Memory Leak in Celery
Turn out Celery has some memory leaks. We don’t know that beforehand. After deploying some Celery servers using AWS ECS we notice that all Celery tasks will consume most of the server memory and then become idle.
My first attempt was set hard limit for container memory to 1GiB. And guess what? Celery will consume 99.9% of that limit then become idle after some times. It’s good for the server but doesn’t solve our problem.
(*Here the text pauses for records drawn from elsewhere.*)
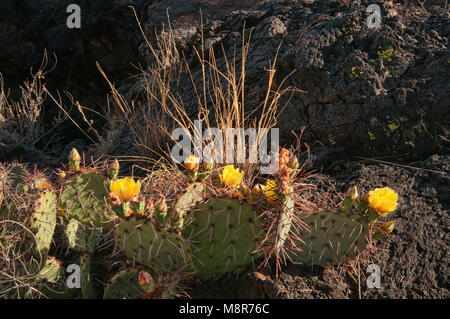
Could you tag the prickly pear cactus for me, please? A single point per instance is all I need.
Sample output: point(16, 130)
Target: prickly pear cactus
point(82, 238)
point(224, 233)
point(124, 285)
point(158, 249)
point(87, 280)
point(332, 238)
point(52, 271)
point(285, 222)
point(84, 198)
point(194, 194)
point(43, 223)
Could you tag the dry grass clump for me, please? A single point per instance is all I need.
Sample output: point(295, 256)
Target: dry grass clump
point(145, 116)
point(19, 269)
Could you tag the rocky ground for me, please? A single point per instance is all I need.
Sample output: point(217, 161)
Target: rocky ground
point(378, 93)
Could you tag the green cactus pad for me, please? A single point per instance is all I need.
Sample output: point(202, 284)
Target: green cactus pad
point(84, 198)
point(224, 234)
point(87, 280)
point(82, 238)
point(155, 248)
point(43, 223)
point(52, 271)
point(332, 238)
point(284, 225)
point(124, 285)
point(194, 194)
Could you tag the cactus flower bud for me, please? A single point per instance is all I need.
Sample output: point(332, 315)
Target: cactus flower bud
point(74, 160)
point(350, 198)
point(62, 174)
point(138, 204)
point(114, 169)
point(162, 206)
point(388, 227)
point(352, 193)
point(245, 190)
point(293, 163)
point(161, 211)
point(207, 166)
point(149, 205)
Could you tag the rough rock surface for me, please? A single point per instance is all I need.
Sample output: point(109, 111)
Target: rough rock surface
point(367, 92)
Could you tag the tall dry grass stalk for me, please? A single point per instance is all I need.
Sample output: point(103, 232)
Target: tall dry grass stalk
point(220, 97)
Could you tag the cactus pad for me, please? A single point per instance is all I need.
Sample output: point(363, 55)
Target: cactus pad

My second attempt was set CELERYD_TASK_TIME_LIMIT
to 300, so celery tasks
will be killed after 5 minutes no matter what. This time Celery continue to
take memory percentage as much as it can and then become inactive, but after
5 minutes it kills all the tasks to release memory and then back to work
normally.
I thought it worked, but it didn’t.
After running for some periods, Celery still hung. So it’s not due to the leak anymore. Continue digging around, I found out the main reason Celery hangs is due to some thread locks caused by neo4j python driver. And that can only be solved completely by changing the way neo4j driver save & fetch data to async, which is still an open issue on GitHub. Although people gave some temporary solutions to the problem, it’s only apply for Python3, and our project is still Python2. Hence, a transition from Python2 to Python3 is needed.
In the mean time, I set up a cronjob to restart Celery after some times to remove the lock.